According to a media report, inspectors from the International Atomic Energy Agency (IAEA) have found uranium in Iran with a degree of purity that is just below that required to build a nuclear bomb, according to the Bloomberg news agency, citing two diplomatic sources. The uranium was enriched to 84 percent. Uranium enriched to around 90 percent is required to build atomic bombs.
Inspectors would need to determine whether Iran produced the material intentionally or whether the concentration was the result of unintentional accumulation, Bloomberg said. On Sunday, the IAEA only explained in the short message service Twitter that it was aware of the media report. The organization is holding talks with Iran about the “results of recent verification activities.”

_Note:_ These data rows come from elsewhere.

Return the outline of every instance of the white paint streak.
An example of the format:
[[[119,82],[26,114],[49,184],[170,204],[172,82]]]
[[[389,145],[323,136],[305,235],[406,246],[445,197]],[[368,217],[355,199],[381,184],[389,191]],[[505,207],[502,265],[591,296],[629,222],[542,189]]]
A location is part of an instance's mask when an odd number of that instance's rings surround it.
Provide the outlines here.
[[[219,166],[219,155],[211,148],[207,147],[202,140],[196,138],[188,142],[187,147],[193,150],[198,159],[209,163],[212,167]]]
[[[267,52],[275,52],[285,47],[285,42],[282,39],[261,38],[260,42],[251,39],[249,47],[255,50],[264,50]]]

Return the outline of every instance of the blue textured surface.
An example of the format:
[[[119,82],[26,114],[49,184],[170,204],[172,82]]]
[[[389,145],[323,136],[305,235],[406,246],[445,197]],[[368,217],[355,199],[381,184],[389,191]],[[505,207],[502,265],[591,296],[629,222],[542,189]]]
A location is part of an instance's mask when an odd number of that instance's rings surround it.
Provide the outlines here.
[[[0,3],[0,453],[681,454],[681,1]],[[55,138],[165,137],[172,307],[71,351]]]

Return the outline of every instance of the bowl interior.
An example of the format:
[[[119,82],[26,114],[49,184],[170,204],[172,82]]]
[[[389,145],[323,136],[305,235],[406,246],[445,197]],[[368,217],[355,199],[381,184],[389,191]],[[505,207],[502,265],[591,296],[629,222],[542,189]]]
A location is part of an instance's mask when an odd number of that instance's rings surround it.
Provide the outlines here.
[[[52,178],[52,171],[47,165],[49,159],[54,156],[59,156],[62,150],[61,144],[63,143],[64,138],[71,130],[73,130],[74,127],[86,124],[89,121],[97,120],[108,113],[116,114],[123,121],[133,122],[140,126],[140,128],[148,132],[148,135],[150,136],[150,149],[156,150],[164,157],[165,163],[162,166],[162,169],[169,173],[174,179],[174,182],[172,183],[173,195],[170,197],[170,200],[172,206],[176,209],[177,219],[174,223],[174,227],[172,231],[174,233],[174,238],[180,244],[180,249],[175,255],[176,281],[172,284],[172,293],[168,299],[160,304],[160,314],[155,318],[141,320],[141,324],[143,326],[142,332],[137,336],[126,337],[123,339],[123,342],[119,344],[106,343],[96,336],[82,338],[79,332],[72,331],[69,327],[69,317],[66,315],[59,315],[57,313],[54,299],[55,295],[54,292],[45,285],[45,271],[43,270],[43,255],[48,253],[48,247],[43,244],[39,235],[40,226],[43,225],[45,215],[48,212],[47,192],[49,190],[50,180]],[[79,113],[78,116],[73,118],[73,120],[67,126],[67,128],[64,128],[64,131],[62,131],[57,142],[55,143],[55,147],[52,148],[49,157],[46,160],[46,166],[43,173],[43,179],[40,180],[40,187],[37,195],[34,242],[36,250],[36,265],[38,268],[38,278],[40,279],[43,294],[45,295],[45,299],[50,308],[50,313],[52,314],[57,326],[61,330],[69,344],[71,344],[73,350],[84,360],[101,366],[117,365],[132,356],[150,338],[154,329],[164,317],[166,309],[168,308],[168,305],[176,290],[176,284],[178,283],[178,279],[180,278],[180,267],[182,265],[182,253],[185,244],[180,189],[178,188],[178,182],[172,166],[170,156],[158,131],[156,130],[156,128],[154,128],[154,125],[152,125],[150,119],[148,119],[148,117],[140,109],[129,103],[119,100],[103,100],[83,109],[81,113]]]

Iran itself denied the report on Monday. The Islamic Republic has not enriched uranium with a purity of more than 60 percent, said the spokesman for the national atomic energy agency, Behrus Kamalwandi, according to a report by the state news agency IRNA.
A threshold of 3.67 percent for uranium enrichment was agreed in 2015 in the international nuclear agreement with Iran, which is currently on hold. It was recently known that Tehran is producing uranium enriched to 60 percent, which is considerably more than provided for in the nuclear agreement.
Negotiations on reviving the international nuclear deal with Iran, which began in April 2021, have been stuck for months. The agreement was intended to limit Iran’s nuclear program and ensure that the country would not build nuclear weapons. It was negotiated by the USA, China, Russia, Germany, France, Great Britain and Iran.
However, under the then US President Donald Trump, the US unilaterally withdrew from the agreement in 2018 and imposed new sanctions on Tehran. As a result, Iran also gradually withdrew from its obligations and restricted the inspections of its facilities by the IAEA.